Friday, June 10, 2011

Graduation Day

This week my oldest son graduated from high school. 


It took an extra year, but he did it.  I am very proud of him.  


I am proud of his brother, and sister too.  

 L-R: Middle Son 'Z', Oldest Son 'J', Daughter 'A' with her daughter (our granddaughter)

It was a family affair.  

 L-R: Z, A (their father - my ex husband) and J

Have you ever seen the movie "A Beautiful Mind"?  

My son has a beautiful mind and every day he deals with the same challenges that are portrayed so well on that movie.  When he was very young, he was diagnosed with a form of autism.  Over the years things changed for him, evolved.  Things became dangerous and volatile for all of us at times...never more so for J...because he was not in control of what was happening.  I cannot imagine the confusion, frustration and fear he must have felt as his symptoms overwhelmed him.  After he turned 18 his diagnoses was official, schizophrenia.  (He is okay with me writing about it.)

Things are not easy for him, they never will be.  However, he is moving forward and learning how to control his disease.  

His brother "Z", took the major impact of living in a house overtaken by schizophrenia.  It was never easy.  "Z" was our sense of humor.  He was the one who lightened the mood and often was our reality check.  



It has been a road filled with dangerous pot holes, twists, turns and at many times complete devastation... for all of us.  When one family member is impacted so dramatically from mental illness it can erode the entire family structure which causes a ripple effect throughout.

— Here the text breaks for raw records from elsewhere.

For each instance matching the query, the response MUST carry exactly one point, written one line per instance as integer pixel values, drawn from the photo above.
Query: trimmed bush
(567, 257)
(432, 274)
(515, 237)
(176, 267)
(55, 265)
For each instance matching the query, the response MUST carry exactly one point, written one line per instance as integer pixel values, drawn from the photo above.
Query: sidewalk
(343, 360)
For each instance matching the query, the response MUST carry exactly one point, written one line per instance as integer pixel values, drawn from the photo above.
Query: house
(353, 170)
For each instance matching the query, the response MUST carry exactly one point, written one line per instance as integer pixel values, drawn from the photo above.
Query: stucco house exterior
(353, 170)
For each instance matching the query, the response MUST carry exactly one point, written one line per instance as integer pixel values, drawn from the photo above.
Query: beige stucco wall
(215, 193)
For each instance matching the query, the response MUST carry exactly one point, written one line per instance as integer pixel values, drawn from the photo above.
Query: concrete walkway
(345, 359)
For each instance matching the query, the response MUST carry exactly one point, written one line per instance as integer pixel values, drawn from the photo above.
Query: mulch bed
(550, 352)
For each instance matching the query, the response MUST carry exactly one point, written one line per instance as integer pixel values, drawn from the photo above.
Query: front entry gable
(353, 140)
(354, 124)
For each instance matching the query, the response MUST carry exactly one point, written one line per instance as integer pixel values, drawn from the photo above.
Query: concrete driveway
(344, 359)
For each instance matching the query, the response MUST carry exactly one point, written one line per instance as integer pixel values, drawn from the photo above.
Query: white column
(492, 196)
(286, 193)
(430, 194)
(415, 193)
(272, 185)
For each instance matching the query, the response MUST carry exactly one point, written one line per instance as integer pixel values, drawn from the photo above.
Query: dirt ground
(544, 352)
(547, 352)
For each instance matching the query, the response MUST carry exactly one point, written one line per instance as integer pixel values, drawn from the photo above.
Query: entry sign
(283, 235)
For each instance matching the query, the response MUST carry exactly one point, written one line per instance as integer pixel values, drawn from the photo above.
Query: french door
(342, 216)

Society's lack of compassion for the mentally ill causes shame, which only adds to the burden on the family, limiting the support system, because you are afraid to share.  Being a parent of a mentally ill teenager, the question is always there in the back of people's mind "what did you do to him?", "did you abuse him?" often they assume schizophrenia is caused by abuse.  It is not.  



Somehow, 'J' overcame, we all persevered. 'J' now has his high school diploma and is planning on attending community college this fall.  

I am so very proud of him. 


All of my children have completed high school, through adversity, struggle and chaos you cannot imagine.  

I am proud of all my children. 

Our Granddaughter is next...in about 18 years or so.   



I have learned success is to be measured not so much by the position one has in life, as by the obstacles which he has overcome while trying to succeed.  

~Booker T. Washington
P.s. I went back and removed my kid's names after I published this, because...well it just seemed right. 

6 comments:

Karen said...

Congratulations to all of you, but today, especially to Jacob. You should be proud.

Emma Rose said...

Wonderful post. I can only imagine how you feel. Congrats to all of you and especially to Jacob.

julie said...

Lovely post from, no doubt, a great and very proud mother. Congratulations to the whole family, and to
J especially!

Ruth said...

Well done! Congratulations!

Diana said...

Congrats to all of you!!

I really wish this country was better about mental illness. Even insurance. They only pay 50% of medical bills for mental illness. And there is usually a yearly cap. That makes me so mad. If your mind is broken, you can't function. So they'll pay for your broken arm, but not your broken brain. Ugh!

Lynette said...

Congratulations to J and your whole family!!! I hope you've saved a little pride for yourself. Navigating the storms of childhood mental illness is one of the hardest things for a family to do. For you to have helped yours get through this intact (I've seen families who couldn't even be in the same room together, let alone stand together for a picture) says a lot about you!